THE Lunar New Year is one of the highlights of the global calendar. It is a ubiquitous annual festival that can be found wherever substantial populations of East Asians reside.
In actuality, the East Asian Lunar New Year is an umbrella festival that was the cultural and historical cornerstone of the Chinese, Japanese (Shõgatsu), Korean (Seollal), Vietnamese (Tét), Mongolian (Tsagaan Sar) and Tibetan (Losar) new years.
The Chinese New Year possesses special prominence as the preceding festival that influenced all other East Asian New Year festivals as part of early Chinese influence in the East Asian cultural sphere. But most importantly, the Chinese New Year is also one of the most important festivals in Southeast Asia where significant populations of Chinese heritage people live today.
Part of a cultural trifecta
In Malaysia, the Chinese New Year is celebrated by more than a quarter of its population. However, since the government regards Chinese New Year as a central pillar of Malaysia’s cultural identity, the once humble festival was propelled into the national preeminence. This can be seen most visibly as the festival paints the country red, quite literally.
Typically, red lanterns and other ornaments can be seen sprucing up local neighbourhoods to private offices a few weeks before the actual festivities themselves. Chinese New Year tunes sung in Mandarin and various dialects can be heard in shopping malls along with festive food items displayed en masse.
The whole nation seems to be revving up towards this cultural climax. The Chinese New Year is by no means mutually exclusive to ethnic Chinese but has transcended cultural and ethnic barriers in becoming more aptly a Malaysian New Year. The other members of the Malaysian festival Holy Trinity – Hari Raya Aidilfitri and Deepavali – have similarly evolved into trans-ethnic celebrations. The modern Malaysian iterations of these festivals serve as testaments to the enduring spirit of multiculturalism in the Malaysian psyche.
Lay down your arms
To say racial and religious tensions are visibly flaring in today’s Malaysia would be an exercise in understatement. Modern Malaysia is not just segregated along ethnic and religious lines but also being slowly but surely torn apart ideological and politically. For instance, the past decades or so have seen the emergence of more conservative tones of Islam that are consistently at loggerheads with liberal and moderate Malaysia.

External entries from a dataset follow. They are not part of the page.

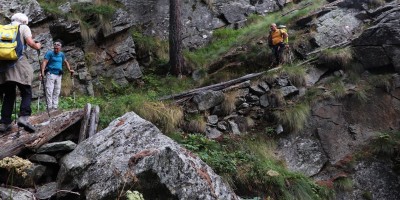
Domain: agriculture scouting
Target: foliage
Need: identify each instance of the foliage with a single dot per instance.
(336, 87)
(343, 183)
(195, 124)
(296, 74)
(51, 6)
(135, 195)
(228, 105)
(336, 57)
(294, 116)
(15, 163)
(237, 161)
(166, 116)
(203, 57)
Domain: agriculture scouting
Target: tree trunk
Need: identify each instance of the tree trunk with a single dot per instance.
(175, 39)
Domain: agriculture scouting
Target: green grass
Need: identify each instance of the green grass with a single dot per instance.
(248, 163)
(294, 116)
(204, 57)
(343, 183)
(117, 100)
(51, 6)
(386, 143)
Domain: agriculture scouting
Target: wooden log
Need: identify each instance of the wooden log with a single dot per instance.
(84, 124)
(94, 120)
(14, 141)
(215, 87)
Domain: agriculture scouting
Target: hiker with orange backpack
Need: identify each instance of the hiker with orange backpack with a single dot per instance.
(16, 72)
(277, 41)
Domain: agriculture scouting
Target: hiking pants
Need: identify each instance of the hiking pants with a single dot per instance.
(53, 89)
(278, 51)
(10, 97)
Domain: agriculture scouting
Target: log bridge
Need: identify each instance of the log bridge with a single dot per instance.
(14, 141)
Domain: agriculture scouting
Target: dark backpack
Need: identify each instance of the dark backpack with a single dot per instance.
(11, 47)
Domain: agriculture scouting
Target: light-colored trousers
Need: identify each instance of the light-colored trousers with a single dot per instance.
(53, 89)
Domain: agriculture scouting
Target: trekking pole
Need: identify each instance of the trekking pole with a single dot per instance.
(42, 81)
(40, 86)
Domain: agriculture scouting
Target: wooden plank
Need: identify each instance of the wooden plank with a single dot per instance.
(14, 141)
(215, 87)
(85, 121)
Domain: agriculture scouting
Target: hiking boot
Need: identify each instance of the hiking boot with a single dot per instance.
(23, 122)
(4, 127)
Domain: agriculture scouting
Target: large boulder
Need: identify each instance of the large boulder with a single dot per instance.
(30, 7)
(199, 18)
(379, 46)
(133, 154)
(338, 128)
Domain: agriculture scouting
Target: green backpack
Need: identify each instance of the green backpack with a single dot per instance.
(11, 47)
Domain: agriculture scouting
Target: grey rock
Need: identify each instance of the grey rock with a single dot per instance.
(212, 119)
(100, 166)
(46, 191)
(289, 91)
(208, 99)
(29, 7)
(213, 133)
(7, 193)
(264, 100)
(43, 158)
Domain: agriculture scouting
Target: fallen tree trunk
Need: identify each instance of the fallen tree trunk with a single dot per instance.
(14, 141)
(215, 87)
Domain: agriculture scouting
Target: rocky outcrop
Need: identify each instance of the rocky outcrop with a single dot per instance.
(378, 47)
(199, 17)
(31, 8)
(133, 153)
(338, 128)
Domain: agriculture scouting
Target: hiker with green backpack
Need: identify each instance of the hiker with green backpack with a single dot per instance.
(277, 41)
(15, 71)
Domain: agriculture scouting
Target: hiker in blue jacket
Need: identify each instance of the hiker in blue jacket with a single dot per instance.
(52, 65)
(21, 76)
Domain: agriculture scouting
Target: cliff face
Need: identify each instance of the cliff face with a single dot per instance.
(335, 130)
(111, 54)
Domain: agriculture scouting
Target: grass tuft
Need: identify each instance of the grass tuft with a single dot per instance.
(294, 117)
(166, 116)
(336, 58)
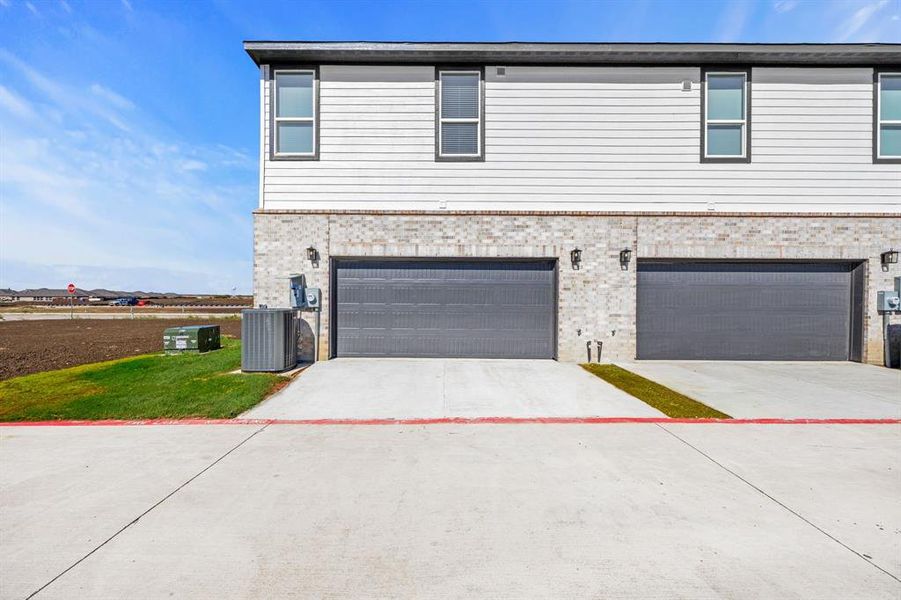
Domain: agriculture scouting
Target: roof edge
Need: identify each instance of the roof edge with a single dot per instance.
(656, 53)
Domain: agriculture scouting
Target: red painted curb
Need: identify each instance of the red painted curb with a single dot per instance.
(450, 421)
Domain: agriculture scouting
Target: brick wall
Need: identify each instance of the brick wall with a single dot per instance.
(596, 302)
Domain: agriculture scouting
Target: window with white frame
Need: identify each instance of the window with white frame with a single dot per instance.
(888, 122)
(295, 113)
(726, 115)
(459, 114)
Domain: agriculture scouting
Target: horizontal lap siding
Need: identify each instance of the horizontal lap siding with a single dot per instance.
(567, 138)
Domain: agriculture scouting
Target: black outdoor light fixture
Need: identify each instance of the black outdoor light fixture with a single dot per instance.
(575, 257)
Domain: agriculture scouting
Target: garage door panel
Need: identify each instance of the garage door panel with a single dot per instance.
(445, 308)
(744, 311)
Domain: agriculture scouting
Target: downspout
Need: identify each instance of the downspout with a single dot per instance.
(264, 79)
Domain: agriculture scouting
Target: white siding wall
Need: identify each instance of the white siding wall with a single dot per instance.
(589, 138)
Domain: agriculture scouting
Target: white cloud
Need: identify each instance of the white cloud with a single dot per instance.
(126, 206)
(856, 22)
(112, 97)
(15, 104)
(192, 165)
(783, 6)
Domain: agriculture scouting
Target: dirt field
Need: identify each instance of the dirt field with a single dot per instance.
(33, 346)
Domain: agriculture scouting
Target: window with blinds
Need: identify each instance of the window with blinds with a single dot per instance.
(459, 114)
(726, 114)
(295, 113)
(888, 117)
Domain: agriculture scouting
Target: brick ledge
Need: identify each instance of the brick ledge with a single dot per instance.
(566, 213)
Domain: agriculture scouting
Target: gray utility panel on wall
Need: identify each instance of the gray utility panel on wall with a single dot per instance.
(750, 310)
(444, 308)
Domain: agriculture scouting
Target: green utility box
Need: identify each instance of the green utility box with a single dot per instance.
(191, 338)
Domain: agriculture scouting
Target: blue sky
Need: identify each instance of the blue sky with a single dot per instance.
(128, 129)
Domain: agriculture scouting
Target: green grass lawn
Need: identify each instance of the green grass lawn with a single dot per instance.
(669, 402)
(142, 387)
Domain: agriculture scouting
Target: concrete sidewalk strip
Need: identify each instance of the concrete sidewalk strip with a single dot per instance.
(435, 388)
(790, 390)
(537, 511)
(63, 491)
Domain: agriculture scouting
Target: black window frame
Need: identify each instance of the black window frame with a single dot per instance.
(877, 73)
(273, 132)
(439, 157)
(746, 71)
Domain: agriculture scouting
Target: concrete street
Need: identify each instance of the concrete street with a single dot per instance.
(399, 388)
(448, 511)
(786, 390)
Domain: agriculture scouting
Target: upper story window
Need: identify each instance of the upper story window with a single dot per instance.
(295, 114)
(459, 134)
(726, 109)
(887, 134)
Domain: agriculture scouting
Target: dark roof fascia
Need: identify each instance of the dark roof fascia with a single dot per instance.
(510, 53)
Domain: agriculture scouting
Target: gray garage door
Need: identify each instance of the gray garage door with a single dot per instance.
(436, 308)
(749, 311)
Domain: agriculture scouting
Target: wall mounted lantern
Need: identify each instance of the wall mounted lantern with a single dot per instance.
(575, 257)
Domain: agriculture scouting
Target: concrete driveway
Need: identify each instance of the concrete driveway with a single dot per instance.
(788, 390)
(400, 388)
(451, 511)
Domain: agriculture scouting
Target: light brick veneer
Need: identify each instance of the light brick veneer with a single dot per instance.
(596, 302)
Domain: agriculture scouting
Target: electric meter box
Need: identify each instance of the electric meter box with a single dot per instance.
(191, 338)
(888, 301)
(313, 298)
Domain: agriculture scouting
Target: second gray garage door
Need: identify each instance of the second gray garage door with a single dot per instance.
(444, 308)
(749, 311)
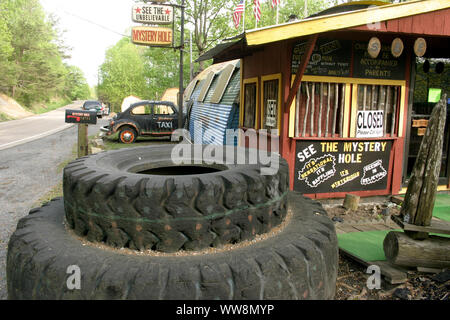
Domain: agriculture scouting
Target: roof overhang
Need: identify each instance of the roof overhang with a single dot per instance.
(342, 21)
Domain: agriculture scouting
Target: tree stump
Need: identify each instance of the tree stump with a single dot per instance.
(417, 208)
(351, 202)
(401, 250)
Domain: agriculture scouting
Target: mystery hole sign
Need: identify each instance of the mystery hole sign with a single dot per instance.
(341, 166)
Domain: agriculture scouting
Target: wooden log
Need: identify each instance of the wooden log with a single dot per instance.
(351, 201)
(306, 109)
(401, 250)
(417, 208)
(83, 140)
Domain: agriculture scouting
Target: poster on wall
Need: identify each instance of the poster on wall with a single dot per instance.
(271, 113)
(341, 166)
(384, 66)
(369, 124)
(330, 57)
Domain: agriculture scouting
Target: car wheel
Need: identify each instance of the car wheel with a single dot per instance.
(298, 262)
(127, 135)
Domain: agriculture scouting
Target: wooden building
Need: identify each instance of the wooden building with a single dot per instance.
(340, 89)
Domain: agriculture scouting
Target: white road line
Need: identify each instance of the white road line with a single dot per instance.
(37, 136)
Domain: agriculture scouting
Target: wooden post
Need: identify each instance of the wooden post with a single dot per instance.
(401, 250)
(417, 208)
(83, 140)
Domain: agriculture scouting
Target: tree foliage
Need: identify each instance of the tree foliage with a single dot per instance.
(31, 54)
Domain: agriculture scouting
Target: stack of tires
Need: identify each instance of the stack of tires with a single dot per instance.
(136, 226)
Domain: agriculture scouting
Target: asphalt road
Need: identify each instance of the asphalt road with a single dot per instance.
(29, 168)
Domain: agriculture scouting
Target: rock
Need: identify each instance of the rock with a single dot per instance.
(402, 293)
(442, 277)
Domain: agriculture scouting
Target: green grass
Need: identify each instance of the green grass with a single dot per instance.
(50, 106)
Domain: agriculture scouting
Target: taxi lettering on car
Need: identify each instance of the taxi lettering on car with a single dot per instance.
(144, 118)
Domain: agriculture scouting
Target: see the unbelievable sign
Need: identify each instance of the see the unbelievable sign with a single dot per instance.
(341, 166)
(152, 36)
(152, 13)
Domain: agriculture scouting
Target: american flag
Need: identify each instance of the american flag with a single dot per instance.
(238, 13)
(257, 10)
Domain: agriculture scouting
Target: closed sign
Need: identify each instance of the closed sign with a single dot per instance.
(369, 124)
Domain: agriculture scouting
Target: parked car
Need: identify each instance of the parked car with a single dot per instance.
(144, 118)
(94, 105)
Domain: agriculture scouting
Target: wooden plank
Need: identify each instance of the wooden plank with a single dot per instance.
(436, 226)
(392, 274)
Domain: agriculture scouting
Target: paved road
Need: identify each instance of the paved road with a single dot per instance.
(28, 169)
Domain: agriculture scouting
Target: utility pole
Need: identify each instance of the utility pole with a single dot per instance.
(181, 87)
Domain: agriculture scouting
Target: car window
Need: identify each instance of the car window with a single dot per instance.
(142, 110)
(163, 109)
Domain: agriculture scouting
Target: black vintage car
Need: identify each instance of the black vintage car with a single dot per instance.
(144, 118)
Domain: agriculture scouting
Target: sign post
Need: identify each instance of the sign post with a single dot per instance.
(82, 118)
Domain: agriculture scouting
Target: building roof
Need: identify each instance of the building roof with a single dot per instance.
(341, 21)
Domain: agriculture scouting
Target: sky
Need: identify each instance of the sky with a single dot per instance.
(90, 40)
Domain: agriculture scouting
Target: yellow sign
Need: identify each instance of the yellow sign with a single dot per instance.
(152, 36)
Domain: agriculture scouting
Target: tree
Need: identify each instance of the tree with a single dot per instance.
(123, 74)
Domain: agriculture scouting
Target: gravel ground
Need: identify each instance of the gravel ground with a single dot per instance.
(27, 172)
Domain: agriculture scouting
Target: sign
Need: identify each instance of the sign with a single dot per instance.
(341, 166)
(374, 47)
(152, 36)
(81, 116)
(385, 66)
(420, 47)
(330, 57)
(397, 47)
(152, 13)
(271, 113)
(369, 124)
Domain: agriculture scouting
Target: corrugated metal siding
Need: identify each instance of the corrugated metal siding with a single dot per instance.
(215, 118)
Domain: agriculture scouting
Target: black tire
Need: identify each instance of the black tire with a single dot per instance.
(300, 262)
(106, 201)
(127, 135)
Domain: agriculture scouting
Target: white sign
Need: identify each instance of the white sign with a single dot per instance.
(271, 113)
(152, 13)
(369, 124)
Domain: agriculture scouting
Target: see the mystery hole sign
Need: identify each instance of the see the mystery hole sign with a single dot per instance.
(341, 166)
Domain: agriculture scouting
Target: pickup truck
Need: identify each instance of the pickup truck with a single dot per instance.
(144, 118)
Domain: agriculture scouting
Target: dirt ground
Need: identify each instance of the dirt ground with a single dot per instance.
(352, 276)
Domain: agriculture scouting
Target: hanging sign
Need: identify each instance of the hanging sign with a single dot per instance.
(271, 113)
(152, 36)
(374, 47)
(369, 124)
(420, 47)
(341, 166)
(152, 13)
(397, 47)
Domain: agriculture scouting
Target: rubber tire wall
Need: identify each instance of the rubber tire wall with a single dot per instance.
(106, 201)
(300, 262)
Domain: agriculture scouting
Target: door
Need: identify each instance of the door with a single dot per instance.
(430, 85)
(165, 119)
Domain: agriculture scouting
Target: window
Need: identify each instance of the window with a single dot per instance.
(271, 102)
(249, 103)
(163, 109)
(142, 110)
(319, 109)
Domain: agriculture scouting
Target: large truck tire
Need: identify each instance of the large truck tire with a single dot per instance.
(298, 262)
(136, 198)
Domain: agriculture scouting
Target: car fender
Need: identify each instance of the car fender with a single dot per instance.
(116, 127)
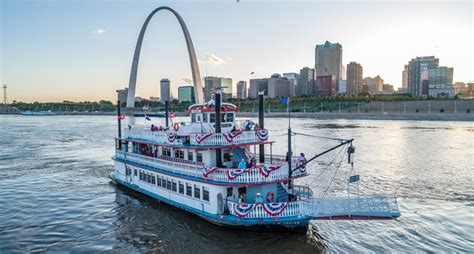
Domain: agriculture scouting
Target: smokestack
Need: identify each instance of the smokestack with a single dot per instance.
(166, 113)
(261, 111)
(218, 100)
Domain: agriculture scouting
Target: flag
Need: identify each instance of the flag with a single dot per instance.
(284, 100)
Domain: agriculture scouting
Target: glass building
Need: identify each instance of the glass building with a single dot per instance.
(186, 94)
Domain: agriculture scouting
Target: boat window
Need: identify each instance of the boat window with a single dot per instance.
(189, 190)
(205, 193)
(230, 117)
(181, 187)
(199, 157)
(179, 154)
(227, 156)
(197, 192)
(166, 151)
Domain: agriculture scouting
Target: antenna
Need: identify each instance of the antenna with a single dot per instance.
(4, 94)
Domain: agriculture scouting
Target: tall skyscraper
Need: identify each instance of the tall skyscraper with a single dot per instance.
(293, 77)
(354, 78)
(328, 60)
(165, 90)
(426, 77)
(186, 94)
(374, 85)
(242, 89)
(306, 83)
(279, 86)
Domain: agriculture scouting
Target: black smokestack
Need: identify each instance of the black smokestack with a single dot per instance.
(218, 126)
(261, 111)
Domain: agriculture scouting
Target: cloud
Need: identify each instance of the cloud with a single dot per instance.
(98, 31)
(211, 58)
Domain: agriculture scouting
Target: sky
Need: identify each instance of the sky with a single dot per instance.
(54, 50)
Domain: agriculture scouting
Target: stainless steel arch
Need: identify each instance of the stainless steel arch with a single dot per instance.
(198, 91)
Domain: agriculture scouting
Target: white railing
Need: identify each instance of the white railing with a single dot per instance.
(161, 137)
(292, 209)
(218, 139)
(374, 206)
(353, 208)
(179, 166)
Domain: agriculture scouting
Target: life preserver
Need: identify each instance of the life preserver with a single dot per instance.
(270, 196)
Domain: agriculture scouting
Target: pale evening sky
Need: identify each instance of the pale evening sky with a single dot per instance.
(82, 50)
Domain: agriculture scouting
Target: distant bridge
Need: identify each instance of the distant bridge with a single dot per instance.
(198, 90)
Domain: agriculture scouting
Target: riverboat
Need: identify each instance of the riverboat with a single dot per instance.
(197, 166)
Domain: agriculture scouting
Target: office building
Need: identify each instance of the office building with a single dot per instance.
(354, 78)
(165, 90)
(241, 89)
(293, 77)
(326, 85)
(186, 94)
(306, 82)
(328, 60)
(257, 85)
(374, 85)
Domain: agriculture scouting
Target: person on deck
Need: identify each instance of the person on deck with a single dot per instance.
(242, 164)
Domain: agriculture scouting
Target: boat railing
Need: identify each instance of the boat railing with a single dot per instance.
(230, 138)
(162, 137)
(258, 210)
(371, 206)
(302, 191)
(264, 173)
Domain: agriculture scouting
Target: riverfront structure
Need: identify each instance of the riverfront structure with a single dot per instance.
(165, 90)
(354, 78)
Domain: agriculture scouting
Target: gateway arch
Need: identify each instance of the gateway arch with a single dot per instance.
(198, 91)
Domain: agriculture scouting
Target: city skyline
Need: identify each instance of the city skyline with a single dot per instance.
(90, 58)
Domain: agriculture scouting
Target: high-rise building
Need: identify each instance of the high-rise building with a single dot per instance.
(279, 86)
(122, 96)
(354, 78)
(405, 77)
(165, 90)
(374, 85)
(418, 69)
(242, 89)
(212, 83)
(328, 60)
(426, 77)
(186, 94)
(326, 85)
(257, 85)
(293, 77)
(306, 82)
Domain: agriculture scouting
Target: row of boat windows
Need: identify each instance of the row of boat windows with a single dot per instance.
(184, 188)
(153, 151)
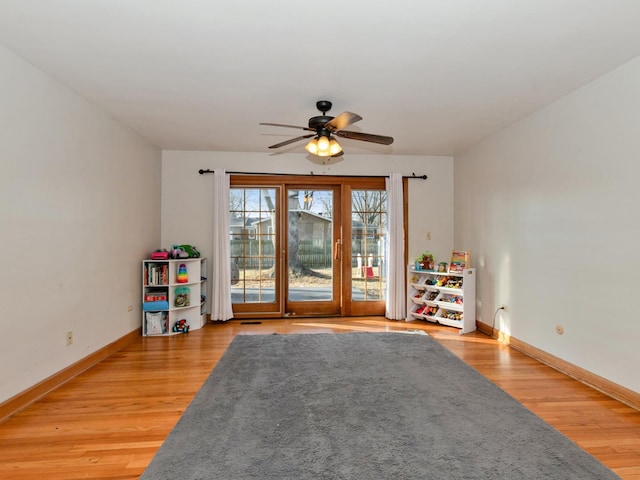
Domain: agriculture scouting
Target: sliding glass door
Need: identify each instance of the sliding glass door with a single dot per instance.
(301, 248)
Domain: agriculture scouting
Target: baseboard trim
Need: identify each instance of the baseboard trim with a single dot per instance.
(39, 390)
(613, 390)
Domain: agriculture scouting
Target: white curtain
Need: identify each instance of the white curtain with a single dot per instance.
(221, 259)
(396, 297)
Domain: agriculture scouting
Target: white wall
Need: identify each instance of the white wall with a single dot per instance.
(79, 209)
(550, 209)
(187, 196)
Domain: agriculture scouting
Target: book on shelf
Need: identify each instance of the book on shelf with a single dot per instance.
(459, 261)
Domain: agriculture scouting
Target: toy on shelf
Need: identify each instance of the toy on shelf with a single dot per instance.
(181, 326)
(183, 276)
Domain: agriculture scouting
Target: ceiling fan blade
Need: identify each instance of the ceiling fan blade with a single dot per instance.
(343, 120)
(366, 137)
(292, 140)
(288, 126)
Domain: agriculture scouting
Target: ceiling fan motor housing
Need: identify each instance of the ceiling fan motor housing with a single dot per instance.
(318, 123)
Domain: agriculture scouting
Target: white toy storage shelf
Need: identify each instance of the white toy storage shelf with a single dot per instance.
(445, 298)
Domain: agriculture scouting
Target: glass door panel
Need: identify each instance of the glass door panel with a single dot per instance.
(313, 251)
(368, 246)
(253, 220)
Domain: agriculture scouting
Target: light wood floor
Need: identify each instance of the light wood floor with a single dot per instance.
(108, 422)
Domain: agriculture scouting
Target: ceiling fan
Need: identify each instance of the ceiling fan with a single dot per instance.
(325, 128)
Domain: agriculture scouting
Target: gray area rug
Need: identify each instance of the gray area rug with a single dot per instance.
(360, 406)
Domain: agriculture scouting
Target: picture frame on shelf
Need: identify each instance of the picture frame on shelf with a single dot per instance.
(460, 260)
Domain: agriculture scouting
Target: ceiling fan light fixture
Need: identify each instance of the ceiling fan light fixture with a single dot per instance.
(323, 144)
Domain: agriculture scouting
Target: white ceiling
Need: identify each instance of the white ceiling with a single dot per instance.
(437, 75)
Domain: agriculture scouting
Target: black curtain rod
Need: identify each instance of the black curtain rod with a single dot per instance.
(413, 175)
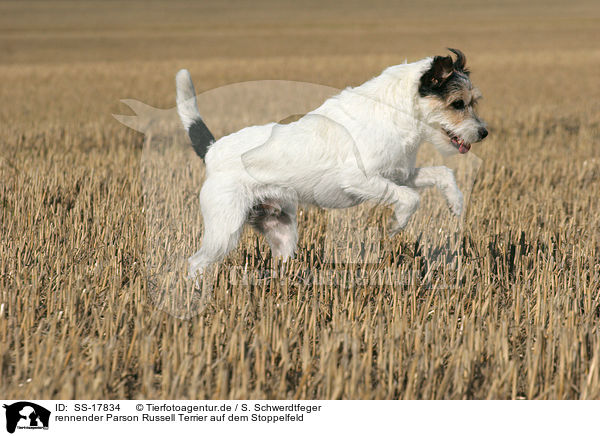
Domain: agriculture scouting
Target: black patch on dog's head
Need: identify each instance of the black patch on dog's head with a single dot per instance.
(444, 75)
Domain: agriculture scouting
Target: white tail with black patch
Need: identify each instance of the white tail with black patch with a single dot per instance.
(187, 107)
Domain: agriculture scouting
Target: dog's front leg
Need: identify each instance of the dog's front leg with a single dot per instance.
(443, 178)
(403, 199)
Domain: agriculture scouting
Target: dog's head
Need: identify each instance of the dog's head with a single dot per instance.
(449, 98)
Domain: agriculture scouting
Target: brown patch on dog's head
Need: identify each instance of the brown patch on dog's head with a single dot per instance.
(445, 75)
(451, 98)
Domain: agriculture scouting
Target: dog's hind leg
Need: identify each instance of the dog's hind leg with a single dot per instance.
(224, 211)
(279, 226)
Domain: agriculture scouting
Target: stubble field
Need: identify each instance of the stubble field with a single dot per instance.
(518, 314)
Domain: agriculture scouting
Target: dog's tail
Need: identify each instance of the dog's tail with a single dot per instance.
(187, 107)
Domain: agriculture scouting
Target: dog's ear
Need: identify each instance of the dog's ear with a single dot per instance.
(441, 69)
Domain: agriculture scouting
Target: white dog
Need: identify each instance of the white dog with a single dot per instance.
(357, 146)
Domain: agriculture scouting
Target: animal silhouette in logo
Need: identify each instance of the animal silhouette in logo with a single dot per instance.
(27, 415)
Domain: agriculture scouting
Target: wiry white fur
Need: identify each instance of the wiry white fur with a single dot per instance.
(358, 145)
(187, 107)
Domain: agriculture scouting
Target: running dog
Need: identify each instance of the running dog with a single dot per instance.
(360, 145)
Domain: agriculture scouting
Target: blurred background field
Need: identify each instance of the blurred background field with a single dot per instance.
(75, 322)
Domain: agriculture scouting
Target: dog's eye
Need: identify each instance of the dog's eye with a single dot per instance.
(458, 105)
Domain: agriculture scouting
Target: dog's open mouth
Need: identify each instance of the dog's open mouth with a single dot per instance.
(462, 145)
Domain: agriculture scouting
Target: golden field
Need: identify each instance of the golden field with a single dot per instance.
(78, 319)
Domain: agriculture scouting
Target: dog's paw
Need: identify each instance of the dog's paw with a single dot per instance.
(394, 227)
(195, 273)
(455, 201)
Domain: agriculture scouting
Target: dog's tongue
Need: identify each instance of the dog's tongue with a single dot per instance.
(464, 147)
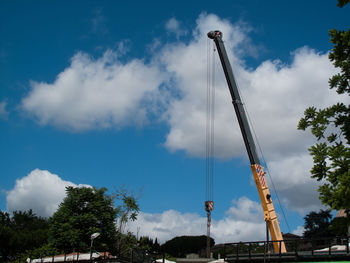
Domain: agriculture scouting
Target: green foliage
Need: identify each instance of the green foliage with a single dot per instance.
(23, 232)
(84, 211)
(148, 244)
(317, 224)
(128, 209)
(331, 127)
(180, 246)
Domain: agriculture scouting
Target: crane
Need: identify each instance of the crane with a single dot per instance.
(258, 171)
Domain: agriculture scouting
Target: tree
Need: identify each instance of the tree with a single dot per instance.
(84, 211)
(128, 209)
(317, 224)
(331, 127)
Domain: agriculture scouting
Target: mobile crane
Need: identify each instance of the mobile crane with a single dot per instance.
(258, 172)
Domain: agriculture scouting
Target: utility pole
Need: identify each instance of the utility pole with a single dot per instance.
(209, 206)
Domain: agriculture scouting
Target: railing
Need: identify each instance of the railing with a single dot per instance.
(297, 249)
(135, 256)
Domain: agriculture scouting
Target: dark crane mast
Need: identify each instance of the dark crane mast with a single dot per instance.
(259, 175)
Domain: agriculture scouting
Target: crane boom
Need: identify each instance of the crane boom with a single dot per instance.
(258, 172)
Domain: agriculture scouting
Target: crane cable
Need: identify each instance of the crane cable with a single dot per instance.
(210, 118)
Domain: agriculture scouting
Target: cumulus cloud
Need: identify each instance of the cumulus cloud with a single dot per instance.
(95, 93)
(242, 222)
(104, 92)
(3, 111)
(173, 26)
(275, 96)
(40, 191)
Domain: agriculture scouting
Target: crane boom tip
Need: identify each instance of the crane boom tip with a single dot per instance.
(214, 34)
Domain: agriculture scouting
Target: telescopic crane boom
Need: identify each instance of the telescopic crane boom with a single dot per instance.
(258, 172)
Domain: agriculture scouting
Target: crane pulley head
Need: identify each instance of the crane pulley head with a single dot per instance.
(214, 34)
(209, 206)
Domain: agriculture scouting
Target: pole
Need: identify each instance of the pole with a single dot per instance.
(208, 233)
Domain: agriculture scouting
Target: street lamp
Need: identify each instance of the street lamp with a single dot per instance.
(93, 236)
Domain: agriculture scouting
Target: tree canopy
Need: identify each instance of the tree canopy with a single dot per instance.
(317, 224)
(331, 127)
(84, 211)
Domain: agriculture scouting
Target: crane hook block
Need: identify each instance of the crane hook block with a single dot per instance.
(209, 206)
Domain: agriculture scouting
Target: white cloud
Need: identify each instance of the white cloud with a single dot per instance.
(275, 95)
(299, 231)
(40, 191)
(3, 111)
(242, 222)
(102, 93)
(92, 94)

Additionally, the dominos thrown down by Anwar Ibrahim and his ‘reformasi’ crusaders in the 2000’s are still being felt today as political awareness came at the price of societal unity. When a nation is propelled through pivotal stages of change and evolution, it will splinter as multiple interest groups vie for the podium of relevance.
To compound national tensions, multiple culture wars are also being fought within ethnic groups. The so-called “liberal and westernised” members of respective ethnic groups are pitted against diehard racial conservatives and chauvinists. Malaysia is becoming increasingly complex and multi-faceted through differing education choices, spoken language, and culture adoption.
In the most cellular of societal units – the family – these divides are evident and best illustrated through the often overused but perennially accurate troupe of the Western-educated millennials attempting to connect with vernacularly-educated relatives who cling on to Asian traditions and values.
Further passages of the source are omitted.